The "approximate" is not a flaw — it is a deliberate engineering choice. You trade 100% recall for millisecond latency. In practice, with well-tuned parameters, recall stays at 95-99% and latency drops from seconds to tens of milliseconds. For RAG, that trade-off is always worth it.
In practice, the embedding model you choose during indexing is locked into your index forever — or until you reindex everything. Switching models later means reprocessing every chunk and rebuilding the index from scratch. That is why I treat this choice with the same weight as choosing a database: evaluate upfront, test with your real data, and document the decision. Amazon Titan Embeddings V2 is my default starting point on AWS projects for its low cost and native integration with Bedrock Knowledge Bases. Cohere Embed v3 comes in when I need robust multilingual support or when benchmarks on my specific domain justify the extra cost. I never choose an embedding model by popularity — I choose by recall on my corpus.
Dimension, normalization, and model choice
Every embedding has a dimension — the number of values in the vector. Titan Embeddings V2 supports 256, 512, or 1024 dimensions. Cohere Embed v3 uses 1024. Open-source models like all-MiniLM-L6-v2 use 384.
More dimensions = more capacity to capture semantic nuance, but also higher storage cost and search latency. For most enterprise RAG cases in Portuguese, 1024 dimensions is the sweet spot. Smaller dimensions (256-512) make sense when volume is huge and the domain is narrow.
Normalization means the generated vector has L2 norm equal to 1. Almost all modern models normalize by default. This matters because it guarantees that cosine similarity and dot product give the same result — and simplifies index configuration.
Some concrete criteria for choosing a model:
- Language: Titan V2 and Cohere v3 have good Portuguese coverage. English-only models degrade silently on PT-BR text.
- Max input size: Titan V2 accepts up to 8192 tokens. Cohere v3 accepts 512 tokens by default (with proper chunking this is not a problem — see lesson 03).
- Cost per token: evaluate against your project's real volume before deciding.

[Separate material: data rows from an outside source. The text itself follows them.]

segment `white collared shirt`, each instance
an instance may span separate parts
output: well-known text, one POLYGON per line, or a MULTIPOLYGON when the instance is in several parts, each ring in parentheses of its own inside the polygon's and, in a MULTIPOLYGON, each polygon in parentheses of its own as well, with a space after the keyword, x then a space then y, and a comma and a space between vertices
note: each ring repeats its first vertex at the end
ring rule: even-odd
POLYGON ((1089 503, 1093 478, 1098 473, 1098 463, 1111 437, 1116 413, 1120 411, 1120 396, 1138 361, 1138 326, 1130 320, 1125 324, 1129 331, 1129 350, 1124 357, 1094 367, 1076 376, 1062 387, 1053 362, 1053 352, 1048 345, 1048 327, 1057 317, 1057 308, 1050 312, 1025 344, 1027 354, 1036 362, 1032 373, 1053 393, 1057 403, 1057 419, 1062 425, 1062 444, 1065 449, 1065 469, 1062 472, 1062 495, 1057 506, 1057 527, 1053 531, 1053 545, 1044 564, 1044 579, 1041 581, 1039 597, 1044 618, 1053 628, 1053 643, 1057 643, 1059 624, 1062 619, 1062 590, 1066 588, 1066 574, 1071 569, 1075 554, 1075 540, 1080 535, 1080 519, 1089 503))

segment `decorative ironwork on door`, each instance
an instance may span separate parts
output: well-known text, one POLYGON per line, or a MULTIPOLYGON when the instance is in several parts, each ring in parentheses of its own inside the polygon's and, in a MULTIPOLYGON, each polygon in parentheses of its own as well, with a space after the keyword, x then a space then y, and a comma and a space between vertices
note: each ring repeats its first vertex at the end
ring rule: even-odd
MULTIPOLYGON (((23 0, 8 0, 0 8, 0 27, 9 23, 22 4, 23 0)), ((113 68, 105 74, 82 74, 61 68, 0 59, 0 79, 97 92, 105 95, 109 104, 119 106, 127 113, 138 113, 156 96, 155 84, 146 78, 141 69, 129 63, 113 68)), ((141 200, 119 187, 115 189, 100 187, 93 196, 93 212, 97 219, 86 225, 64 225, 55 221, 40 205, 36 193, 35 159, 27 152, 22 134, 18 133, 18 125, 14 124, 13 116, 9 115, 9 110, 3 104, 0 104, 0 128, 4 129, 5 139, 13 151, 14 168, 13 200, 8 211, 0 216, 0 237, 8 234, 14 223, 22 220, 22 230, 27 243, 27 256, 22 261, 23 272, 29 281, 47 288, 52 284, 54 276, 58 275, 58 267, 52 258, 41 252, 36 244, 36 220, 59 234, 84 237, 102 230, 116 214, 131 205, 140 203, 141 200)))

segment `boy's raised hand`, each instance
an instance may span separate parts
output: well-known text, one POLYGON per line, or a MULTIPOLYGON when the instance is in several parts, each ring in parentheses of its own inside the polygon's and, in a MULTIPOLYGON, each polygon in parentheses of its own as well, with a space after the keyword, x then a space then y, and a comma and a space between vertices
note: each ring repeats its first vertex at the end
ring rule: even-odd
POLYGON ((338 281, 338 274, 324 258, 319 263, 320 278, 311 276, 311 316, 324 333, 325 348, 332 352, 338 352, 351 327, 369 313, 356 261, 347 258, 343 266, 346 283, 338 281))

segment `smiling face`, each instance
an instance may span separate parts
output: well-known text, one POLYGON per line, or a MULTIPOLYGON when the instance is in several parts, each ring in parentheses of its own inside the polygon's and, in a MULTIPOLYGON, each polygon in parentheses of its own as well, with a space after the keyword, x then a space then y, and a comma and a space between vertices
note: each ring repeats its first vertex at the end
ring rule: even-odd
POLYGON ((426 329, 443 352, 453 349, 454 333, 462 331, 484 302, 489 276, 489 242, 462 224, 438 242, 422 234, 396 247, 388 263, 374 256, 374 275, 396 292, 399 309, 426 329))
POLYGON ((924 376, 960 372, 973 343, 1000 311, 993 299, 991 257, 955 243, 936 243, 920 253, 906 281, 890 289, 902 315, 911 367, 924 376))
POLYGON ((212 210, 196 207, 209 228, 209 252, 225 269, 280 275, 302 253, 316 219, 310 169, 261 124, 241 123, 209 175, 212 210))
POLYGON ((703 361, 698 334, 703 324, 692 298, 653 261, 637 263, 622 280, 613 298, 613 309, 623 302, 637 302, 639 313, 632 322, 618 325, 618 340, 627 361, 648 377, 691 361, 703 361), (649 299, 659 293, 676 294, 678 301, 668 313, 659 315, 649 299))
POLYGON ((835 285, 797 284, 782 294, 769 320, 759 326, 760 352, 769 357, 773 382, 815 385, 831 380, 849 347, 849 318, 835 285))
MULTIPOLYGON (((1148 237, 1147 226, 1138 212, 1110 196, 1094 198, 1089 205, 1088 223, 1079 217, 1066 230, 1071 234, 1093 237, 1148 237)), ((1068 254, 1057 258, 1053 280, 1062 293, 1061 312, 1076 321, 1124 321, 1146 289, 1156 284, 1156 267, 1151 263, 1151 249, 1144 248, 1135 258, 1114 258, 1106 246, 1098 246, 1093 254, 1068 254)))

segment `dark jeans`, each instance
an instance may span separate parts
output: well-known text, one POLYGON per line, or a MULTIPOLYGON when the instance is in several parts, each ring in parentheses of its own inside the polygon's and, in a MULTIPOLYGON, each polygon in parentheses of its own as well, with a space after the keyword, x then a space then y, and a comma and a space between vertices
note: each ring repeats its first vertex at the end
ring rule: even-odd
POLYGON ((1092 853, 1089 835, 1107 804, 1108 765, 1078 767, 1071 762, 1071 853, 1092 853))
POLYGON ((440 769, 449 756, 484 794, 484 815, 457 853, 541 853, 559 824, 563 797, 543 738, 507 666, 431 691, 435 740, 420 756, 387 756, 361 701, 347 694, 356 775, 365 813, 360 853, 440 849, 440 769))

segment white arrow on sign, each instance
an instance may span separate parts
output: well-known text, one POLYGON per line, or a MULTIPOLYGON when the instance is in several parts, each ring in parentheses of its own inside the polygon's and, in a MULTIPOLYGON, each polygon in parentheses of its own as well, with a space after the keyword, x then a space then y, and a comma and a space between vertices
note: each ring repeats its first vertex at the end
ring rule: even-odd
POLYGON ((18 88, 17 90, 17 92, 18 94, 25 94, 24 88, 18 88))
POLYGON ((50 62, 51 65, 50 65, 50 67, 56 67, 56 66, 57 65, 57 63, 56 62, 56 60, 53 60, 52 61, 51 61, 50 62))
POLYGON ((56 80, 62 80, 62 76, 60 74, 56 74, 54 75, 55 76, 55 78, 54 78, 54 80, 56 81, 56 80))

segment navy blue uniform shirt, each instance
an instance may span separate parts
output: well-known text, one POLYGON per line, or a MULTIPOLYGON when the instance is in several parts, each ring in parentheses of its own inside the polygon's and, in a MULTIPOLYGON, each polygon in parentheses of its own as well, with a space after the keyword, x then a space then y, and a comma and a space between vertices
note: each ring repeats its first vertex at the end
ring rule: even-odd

- Inference latency: in synchronous pipelines, query embedding time adds to total RAG latency.
In lesson 04 you will see how this query vector fits into the complete retrieval and generation pipeline.
Vector search terms
Tap a card to flip it.
Embedding models available on Amazon Bedrock
| Model | Dimensions | Max input tokens | Multilingual | Best for | |
|---|---|---|---|---|---|
| Amazon Titan Embeddings V2 | 256 / 512 / 1024 | 8192 | Yes (25+ languages) | General RAG on AWS, native Knowledge Bases integration | — |
| Cohere Embed v3 (English) | 1024 | 512 | No | English corpora with high semantic precision | — |
| Cohere Embed v3 (Multilingual) | 1024 | 512 | Yes (100+ languages) | Multilingual documents, high-quality PT-BR | — |
Key takeaways from this lesson
Frequently asked questions
Can I use the same embedding model for indexing and for the query?
Yes — and you must. Document and query need to be in the same vector space for the comparison to make sense. Using different models for each is a silent bug that destroys search quality.
What is the difference between dot product and cosine similarity?
For normalized vectors (L2 norm = 1), they are equivalent. Most modern models normalize by default, so in practice you can use either. If your model does not normalize, use cosine explicitly.
Do I need a GPU to generate embeddings in production?
Not when you use models via API (Bedrock, Cohere API). Inference runs on the provider's infrastructure. If you host the model yourself (e.g., SageMaker with an open-source model), GPU accelerates significantly — but for most RAG cases on AWS, the API is simpler and cheaper.
What happens if my chunk is larger than the embedding model's token limit?
The model silently truncates — you lose content beyond the limit with no error. This is one of the reasons why your chunking strategy (lesson 03) needs to account for the chosen embedding model's token limit.